Now, standing in the middle of it, having actually caught someone’s attention, doubt crept in on quiet feet. Maybe this was a mistake. Maybe she should leave the drink, slip back into the rain, pretend none of this had happened.

She turned, ready to do exactly that.

And stopped short.

Her view filled with leather and denim and heat, the solid wall of a man’s chest inches from her face. She swallowed, breath catching, and slowly lifted her eyes. He was looking down at her, blue eyes touched with something like amusement, as if he’d read her hesitation the moment it crossed her mind. The room seemed to narrow around them, the noise fading just enough to make the space between their bodies feel charged and unavoidable.

“You’re not leaving yet, are you?” The words came out rough, a challenge softened by a brief smirk that suggested he already suspected the answer.

“I’m… not sure,” she admitted, her voice betraying her under the weight of his attention.

“At least take a seat for a minute.”

She glanced around the bar, heat rising in her cheeks. Every stool, every chair she could see was occupied. Before she could say anything, he reached past her, far too close, his arm brushing the air beside her as he lifted her pint from the bar with casual possession.

“Come on.”

He was already walking away, not checking to see if she followed. For a heartbeat she stayed where she was. She could still leave. The door was only a few steps away. But curiosity, and something warmer and less sensible, tightened its grip. She moved after him.

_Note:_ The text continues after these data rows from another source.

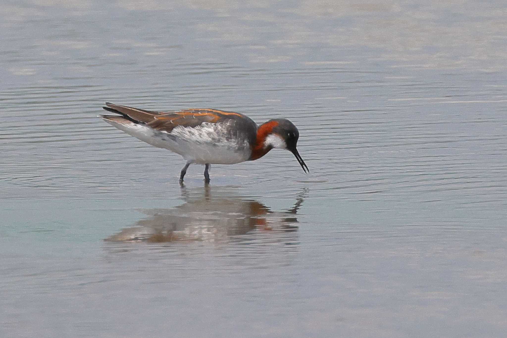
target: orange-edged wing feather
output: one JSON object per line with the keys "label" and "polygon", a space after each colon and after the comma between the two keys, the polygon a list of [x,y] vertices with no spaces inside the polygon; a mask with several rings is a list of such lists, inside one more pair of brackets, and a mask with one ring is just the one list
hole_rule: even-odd
{"label": "orange-edged wing feather", "polygon": [[146,123],[154,129],[167,133],[178,126],[194,127],[205,122],[218,123],[230,119],[255,124],[249,118],[242,114],[216,109],[198,108],[164,112],[146,110],[109,102],[106,102],[105,104],[106,106],[103,108],[108,111],[119,114],[133,122]]}

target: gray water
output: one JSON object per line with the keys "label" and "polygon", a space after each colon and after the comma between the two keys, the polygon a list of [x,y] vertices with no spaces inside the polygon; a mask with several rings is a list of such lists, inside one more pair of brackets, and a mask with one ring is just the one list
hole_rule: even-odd
{"label": "gray water", "polygon": [[[4,2],[0,336],[502,337],[504,2]],[[298,126],[201,166],[108,101]]]}

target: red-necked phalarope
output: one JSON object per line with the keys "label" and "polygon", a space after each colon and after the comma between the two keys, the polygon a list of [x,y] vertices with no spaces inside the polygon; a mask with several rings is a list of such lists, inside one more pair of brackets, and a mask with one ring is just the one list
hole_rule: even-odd
{"label": "red-necked phalarope", "polygon": [[205,165],[209,182],[210,164],[234,164],[260,159],[273,148],[286,149],[305,172],[308,167],[296,149],[299,131],[285,119],[273,119],[258,126],[250,118],[215,109],[153,111],[106,102],[103,108],[120,115],[99,115],[129,135],[159,148],[179,154],[187,160],[180,182],[192,163]]}

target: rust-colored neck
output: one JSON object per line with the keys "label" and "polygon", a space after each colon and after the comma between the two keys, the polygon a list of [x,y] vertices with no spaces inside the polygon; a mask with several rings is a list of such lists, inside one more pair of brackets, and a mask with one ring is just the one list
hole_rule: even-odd
{"label": "rust-colored neck", "polygon": [[273,128],[278,125],[278,123],[276,121],[270,121],[263,123],[259,126],[257,129],[257,137],[256,139],[255,144],[252,146],[252,153],[250,156],[250,160],[253,161],[261,157],[268,154],[268,152],[271,150],[271,147],[264,147],[264,141],[268,135],[271,133]]}

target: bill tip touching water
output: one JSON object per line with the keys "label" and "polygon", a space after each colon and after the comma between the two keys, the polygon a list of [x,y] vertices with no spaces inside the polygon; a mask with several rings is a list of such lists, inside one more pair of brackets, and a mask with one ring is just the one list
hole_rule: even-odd
{"label": "bill tip touching water", "polygon": [[114,127],[152,145],[181,155],[189,166],[203,164],[209,182],[211,164],[234,164],[261,158],[274,148],[285,149],[309,172],[297,148],[299,131],[285,119],[273,119],[258,126],[250,118],[233,111],[193,108],[156,111],[106,102],[102,107],[116,115],[99,117]]}

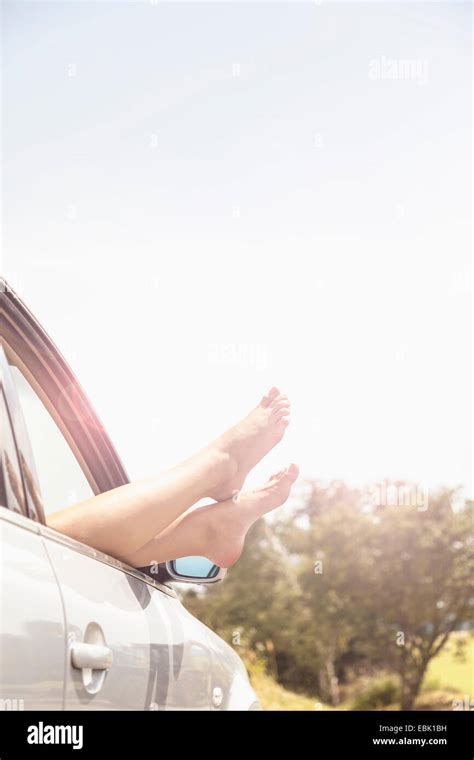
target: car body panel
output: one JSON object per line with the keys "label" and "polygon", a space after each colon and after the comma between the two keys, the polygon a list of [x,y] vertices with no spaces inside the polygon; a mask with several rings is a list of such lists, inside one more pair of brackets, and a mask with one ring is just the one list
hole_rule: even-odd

“The lady wants to sit,” he said to the two men at the small table near the fireplace.

They stood immediately, chairs scraping back, and left without a word.

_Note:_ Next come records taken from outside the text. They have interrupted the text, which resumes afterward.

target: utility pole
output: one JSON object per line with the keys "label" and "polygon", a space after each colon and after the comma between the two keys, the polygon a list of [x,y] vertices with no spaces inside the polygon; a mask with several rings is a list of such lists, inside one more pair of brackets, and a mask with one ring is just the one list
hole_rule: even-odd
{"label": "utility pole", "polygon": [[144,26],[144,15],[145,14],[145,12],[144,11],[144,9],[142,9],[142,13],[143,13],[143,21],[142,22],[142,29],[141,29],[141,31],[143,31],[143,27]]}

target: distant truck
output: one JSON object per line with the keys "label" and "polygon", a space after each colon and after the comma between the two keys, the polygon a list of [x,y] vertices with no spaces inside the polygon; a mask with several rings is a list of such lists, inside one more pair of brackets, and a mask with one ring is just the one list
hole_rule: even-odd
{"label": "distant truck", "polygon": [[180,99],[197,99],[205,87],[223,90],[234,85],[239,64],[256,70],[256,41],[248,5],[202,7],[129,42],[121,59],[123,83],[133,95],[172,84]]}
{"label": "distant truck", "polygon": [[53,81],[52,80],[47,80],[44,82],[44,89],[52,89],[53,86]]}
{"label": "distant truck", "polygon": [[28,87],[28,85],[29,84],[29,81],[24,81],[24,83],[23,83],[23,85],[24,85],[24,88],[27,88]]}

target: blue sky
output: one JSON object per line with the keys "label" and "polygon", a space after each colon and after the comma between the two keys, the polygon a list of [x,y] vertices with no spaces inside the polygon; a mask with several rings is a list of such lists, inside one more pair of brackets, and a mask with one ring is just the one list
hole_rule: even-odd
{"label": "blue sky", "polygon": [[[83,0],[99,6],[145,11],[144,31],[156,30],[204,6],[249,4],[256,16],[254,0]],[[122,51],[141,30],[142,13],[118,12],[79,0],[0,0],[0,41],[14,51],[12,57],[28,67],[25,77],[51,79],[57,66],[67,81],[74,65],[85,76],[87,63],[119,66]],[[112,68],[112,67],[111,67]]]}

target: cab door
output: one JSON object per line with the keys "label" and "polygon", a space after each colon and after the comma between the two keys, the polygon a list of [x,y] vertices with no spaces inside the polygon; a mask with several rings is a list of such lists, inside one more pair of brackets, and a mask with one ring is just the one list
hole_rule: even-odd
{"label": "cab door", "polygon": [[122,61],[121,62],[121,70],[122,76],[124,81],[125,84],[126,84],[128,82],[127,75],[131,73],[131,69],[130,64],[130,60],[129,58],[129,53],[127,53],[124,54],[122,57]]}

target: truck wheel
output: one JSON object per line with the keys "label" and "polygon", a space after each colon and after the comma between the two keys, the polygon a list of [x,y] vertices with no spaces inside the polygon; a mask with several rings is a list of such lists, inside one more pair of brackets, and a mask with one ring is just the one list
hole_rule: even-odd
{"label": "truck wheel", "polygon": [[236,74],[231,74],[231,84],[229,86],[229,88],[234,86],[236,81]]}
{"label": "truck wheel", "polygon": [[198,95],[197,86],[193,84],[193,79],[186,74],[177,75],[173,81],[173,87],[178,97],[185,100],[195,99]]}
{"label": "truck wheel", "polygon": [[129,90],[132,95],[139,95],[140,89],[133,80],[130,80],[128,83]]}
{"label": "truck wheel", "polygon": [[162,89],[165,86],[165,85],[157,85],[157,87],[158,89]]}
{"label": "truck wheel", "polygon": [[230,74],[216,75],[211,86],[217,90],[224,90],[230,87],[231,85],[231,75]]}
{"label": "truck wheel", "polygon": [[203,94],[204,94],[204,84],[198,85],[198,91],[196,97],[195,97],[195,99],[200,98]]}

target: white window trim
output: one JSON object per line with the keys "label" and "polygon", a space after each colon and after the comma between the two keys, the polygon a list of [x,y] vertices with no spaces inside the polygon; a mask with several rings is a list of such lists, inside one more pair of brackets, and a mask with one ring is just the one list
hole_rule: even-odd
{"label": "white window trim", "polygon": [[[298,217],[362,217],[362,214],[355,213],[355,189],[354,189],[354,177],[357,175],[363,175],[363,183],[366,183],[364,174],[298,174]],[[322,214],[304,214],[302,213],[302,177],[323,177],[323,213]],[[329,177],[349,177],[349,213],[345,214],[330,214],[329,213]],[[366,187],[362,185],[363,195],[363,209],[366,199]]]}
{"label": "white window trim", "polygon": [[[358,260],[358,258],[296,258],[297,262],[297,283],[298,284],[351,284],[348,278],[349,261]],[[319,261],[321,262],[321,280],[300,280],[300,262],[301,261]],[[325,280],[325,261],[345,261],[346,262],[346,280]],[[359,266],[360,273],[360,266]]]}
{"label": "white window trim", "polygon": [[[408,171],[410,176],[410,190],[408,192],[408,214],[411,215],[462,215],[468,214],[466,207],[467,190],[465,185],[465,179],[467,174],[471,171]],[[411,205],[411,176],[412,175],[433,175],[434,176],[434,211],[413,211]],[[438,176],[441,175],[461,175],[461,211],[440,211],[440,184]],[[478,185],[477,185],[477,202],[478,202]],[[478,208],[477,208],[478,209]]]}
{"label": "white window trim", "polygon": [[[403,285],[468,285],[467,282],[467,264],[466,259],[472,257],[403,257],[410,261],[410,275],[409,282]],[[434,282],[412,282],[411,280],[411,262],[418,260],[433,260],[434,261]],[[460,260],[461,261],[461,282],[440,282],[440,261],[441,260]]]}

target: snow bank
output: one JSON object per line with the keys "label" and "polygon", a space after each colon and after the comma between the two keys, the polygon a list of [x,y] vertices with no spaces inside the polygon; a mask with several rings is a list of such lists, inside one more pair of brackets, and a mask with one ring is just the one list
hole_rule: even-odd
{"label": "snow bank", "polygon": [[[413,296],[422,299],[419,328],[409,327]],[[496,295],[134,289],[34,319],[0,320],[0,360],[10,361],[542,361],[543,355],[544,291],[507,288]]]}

Lilou hesitated only a second before sitting on the stool closest to the fire, the heat flushing her skin. The ease with which he’d cleared the space left her unsettled, aware of the unspoken rules she didn’t yet understand. He set her pint down in front of her. She grabbed it at once and took a long drink, letting the bitterness steady her hands.

When she looked up, ready to thank him, the words caught.

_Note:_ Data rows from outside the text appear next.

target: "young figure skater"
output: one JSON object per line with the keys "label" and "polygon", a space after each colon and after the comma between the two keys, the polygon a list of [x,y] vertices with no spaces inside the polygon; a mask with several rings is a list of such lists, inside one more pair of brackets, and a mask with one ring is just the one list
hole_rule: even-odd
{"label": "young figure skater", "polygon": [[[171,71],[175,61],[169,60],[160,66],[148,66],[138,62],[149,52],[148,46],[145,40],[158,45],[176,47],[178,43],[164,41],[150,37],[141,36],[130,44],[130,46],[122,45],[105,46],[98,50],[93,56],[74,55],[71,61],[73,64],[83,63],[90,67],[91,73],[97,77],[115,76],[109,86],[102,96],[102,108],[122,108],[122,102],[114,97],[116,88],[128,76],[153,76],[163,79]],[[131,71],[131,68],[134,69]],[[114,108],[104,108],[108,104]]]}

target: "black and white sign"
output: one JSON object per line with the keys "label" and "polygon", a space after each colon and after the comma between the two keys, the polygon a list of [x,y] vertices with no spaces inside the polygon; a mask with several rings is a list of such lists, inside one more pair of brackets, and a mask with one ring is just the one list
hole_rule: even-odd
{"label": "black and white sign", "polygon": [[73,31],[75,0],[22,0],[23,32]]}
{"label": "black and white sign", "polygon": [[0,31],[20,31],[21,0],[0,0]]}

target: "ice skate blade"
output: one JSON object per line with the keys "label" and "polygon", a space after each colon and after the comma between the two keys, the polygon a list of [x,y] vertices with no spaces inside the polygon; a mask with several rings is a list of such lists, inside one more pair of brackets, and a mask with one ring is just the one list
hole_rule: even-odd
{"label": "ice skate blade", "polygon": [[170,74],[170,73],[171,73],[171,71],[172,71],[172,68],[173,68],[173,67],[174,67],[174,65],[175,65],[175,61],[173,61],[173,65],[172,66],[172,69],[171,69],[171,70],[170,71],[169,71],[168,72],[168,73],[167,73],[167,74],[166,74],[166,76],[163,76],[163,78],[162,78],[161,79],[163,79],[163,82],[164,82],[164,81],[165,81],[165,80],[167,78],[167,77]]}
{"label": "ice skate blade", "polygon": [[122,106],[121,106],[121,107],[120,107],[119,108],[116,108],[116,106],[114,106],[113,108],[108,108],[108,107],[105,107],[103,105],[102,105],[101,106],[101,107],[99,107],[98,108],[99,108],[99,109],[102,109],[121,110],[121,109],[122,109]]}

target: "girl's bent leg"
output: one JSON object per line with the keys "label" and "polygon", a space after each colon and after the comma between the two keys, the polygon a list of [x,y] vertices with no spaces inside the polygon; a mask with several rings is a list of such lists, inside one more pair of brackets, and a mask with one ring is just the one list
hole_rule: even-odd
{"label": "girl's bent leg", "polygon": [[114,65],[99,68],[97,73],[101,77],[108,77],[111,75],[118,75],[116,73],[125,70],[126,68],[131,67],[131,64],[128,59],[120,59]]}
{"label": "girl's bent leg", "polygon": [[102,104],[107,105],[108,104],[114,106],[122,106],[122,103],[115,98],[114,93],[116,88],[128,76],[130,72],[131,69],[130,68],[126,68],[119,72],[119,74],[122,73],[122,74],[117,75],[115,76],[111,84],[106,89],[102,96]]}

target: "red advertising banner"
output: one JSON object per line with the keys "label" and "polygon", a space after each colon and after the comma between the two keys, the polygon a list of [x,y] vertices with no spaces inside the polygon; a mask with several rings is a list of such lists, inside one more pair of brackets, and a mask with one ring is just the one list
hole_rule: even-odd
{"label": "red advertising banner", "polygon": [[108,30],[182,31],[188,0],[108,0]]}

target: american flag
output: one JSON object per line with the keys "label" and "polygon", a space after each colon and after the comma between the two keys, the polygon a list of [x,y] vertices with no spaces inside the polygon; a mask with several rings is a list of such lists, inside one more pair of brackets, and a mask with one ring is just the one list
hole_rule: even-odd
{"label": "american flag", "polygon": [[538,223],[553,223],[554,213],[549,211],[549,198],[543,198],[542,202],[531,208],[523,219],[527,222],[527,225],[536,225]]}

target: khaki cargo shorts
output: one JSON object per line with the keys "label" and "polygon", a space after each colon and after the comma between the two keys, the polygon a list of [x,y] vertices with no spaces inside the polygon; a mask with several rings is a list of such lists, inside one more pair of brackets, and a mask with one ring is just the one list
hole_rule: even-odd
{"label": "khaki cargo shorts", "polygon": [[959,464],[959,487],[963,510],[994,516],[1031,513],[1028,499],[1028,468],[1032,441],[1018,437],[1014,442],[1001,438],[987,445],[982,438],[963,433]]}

He had already taken the other stool, the furniture looking almost ridiculous beneath his broad frame, knees angled outward, shoulders filling the space as if it belonged to him by default.

“Thank you, um—”

“You’re welcome,” he said easily. “So what do I call you?”

“Lilou.” She managed the name with more confidence than she felt, holding his gaze for a moment too long, then dropping it as warmth climbed her neck.

“Bandit.”

He held out his hand.

She reached for it, and the moment their skin touched something sharp and undeniable passed between them, a quiet jolt that made her breath hitch. His hand closed around hers, warm and solid, and for a second longer than necessary, he didn’t let go.